The two were killed in the north of Mali near Kidal. The documents have now been declassified and will be examined by the judge specialised in terrorist offences, Jean-Marc Herbaut.
The Minister for Defence, Jean-Yves Le Drian, has come down in favour of the Commission that was looking into the implications of releasing some of the documents and their impact on national security.
The Commission, which received all the documents relating to the case on December 22 has authorised the release of a large number of the 175 documents that were handed to the Commission by the Ministry of Defence.
The declassified documents arrived on Wednesday at the office of the judge and consist of telegrams, notes, photos and other information relating to the case.
Included are documents that have been provided by intelligence agencies, including the agency tasked with external security (DGSE) and the military intelligence agency (DRM)
The Commission has looked at hundreds of pages of documents and has asked that one hundred confidential documents be declassified.
This means that 75 documents remain classified as the Commission ruled against their release.
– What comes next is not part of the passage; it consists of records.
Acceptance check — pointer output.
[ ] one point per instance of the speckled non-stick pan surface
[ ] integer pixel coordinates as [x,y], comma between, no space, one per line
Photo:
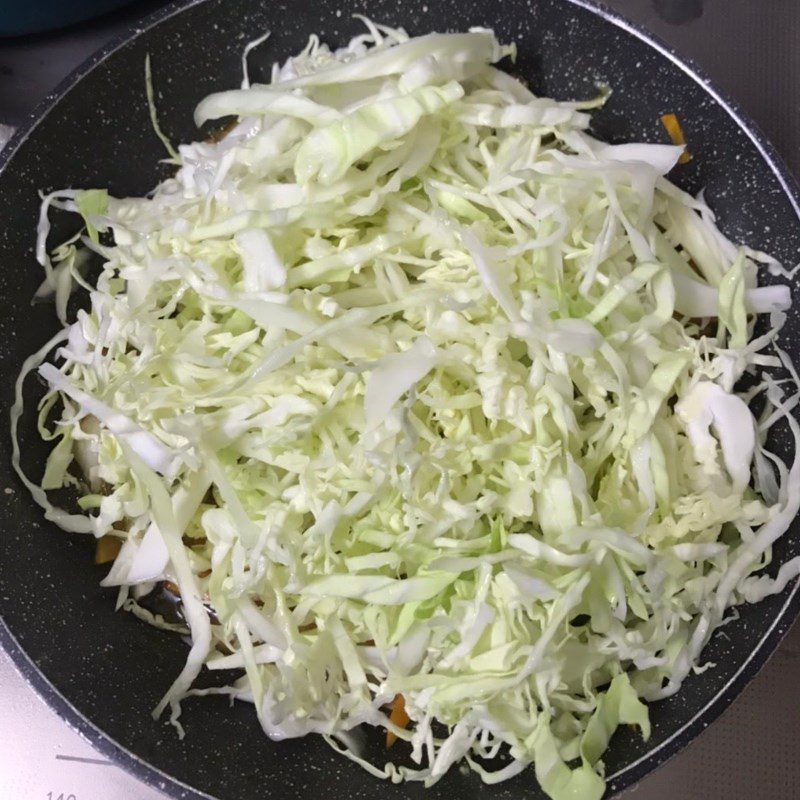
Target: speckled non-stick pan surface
[104,671]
In the documents that have been released, several paragraphs have been erased to avoid compromising the way the army carries out operations and to protect future operations.
However, the documents that have been released will provide new insights into what happened on November 2 in 2013 in Kidal.
The judge could also ask to hear testimony from military personnel named in the file to clarify some of the contents. The judge could also ask for the release of other, related documents.